This monument was originally in honor of Edmund Kirby Smith, who was an officer for the Confederates. The original plaques were removed and replaced with plaques honoring the Universities humble beginning. On the front is a plaque with Sewanee's motto and on the back is the timeline (see below).
Plaque Text:
1857:
On July 4, a group of bishops, clergy, and laymen, nearly all of them slaveholders, gathered with more than 500 others on Lookout Mountain to share their vision for a great Episcopal university. While serving the particular needs of a region built on the institution of slavery, this university would, in founding Bishop James H. Otey's words, "furnish to this great Republic the truest men, the truest Christians, and the truest patriots, an enlightened and virtuous class of citizens."
1866:
After a Civil War whos casualties included the University's endowment, most of its founders, and the institution of slavery, Bishop Charles Quintard of Tennessee began to reimagine the Southern university planned nine years earlier. On March 22, not far from this spot, he and a small gathering of well-wishers, including two priest, several workmen, and a University trustee, erected a simple wooden cross to announce the refounding of the University of the South.
1868:
Racing to meet the deadline imposed by the Sewanee Mining Company, whos 1858 gift of land had been conditional on the University opening within ten years, Bishop Quintard raised the funds necessary to open the doors at last.
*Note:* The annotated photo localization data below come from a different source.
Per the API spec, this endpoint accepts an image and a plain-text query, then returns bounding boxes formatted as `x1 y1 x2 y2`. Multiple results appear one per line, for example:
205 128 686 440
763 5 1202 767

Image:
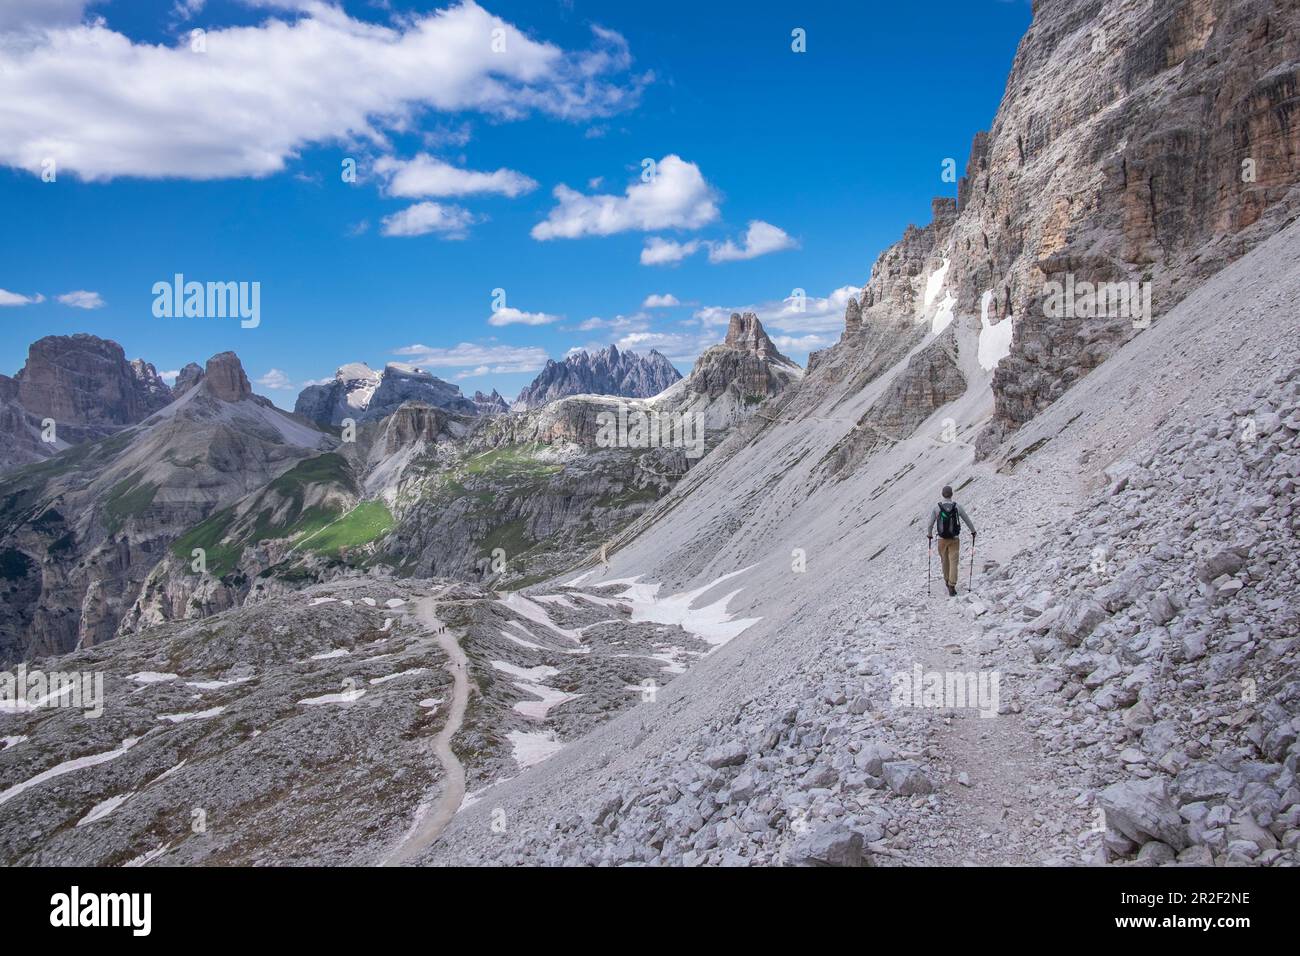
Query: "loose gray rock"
786 822 869 867
1099 780 1189 850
A convocation ceremony on September 18, attended by four faculty and nine students, rededicated the University of the South to the best of its original purposes, "the cultivation of true religion, learning, and virtue."
2018:
This monument, commemorating the founding, the refounding, and the opening of the university, has been raised to inspire Sewanee's sons and daughters to live by the ideals of the University's motto, Ecce Quam Bonum. Dedicated 150 years after the matriculation of those first nine students, it occupies what was once the site of a memorial to Edmund Kirby-Smith, a Confederate general and Sewanee professor. It is thus a fitting reminder to the Sewanee community - a more diverse and inclusive one than any of the founders could have envisioned - to carry on its work of imagining and reimagining a great university. It calls us to ensure that Sewanee continues to grow into a stronger and truer version of itself, meanwhile serving the South, the nation, and the world.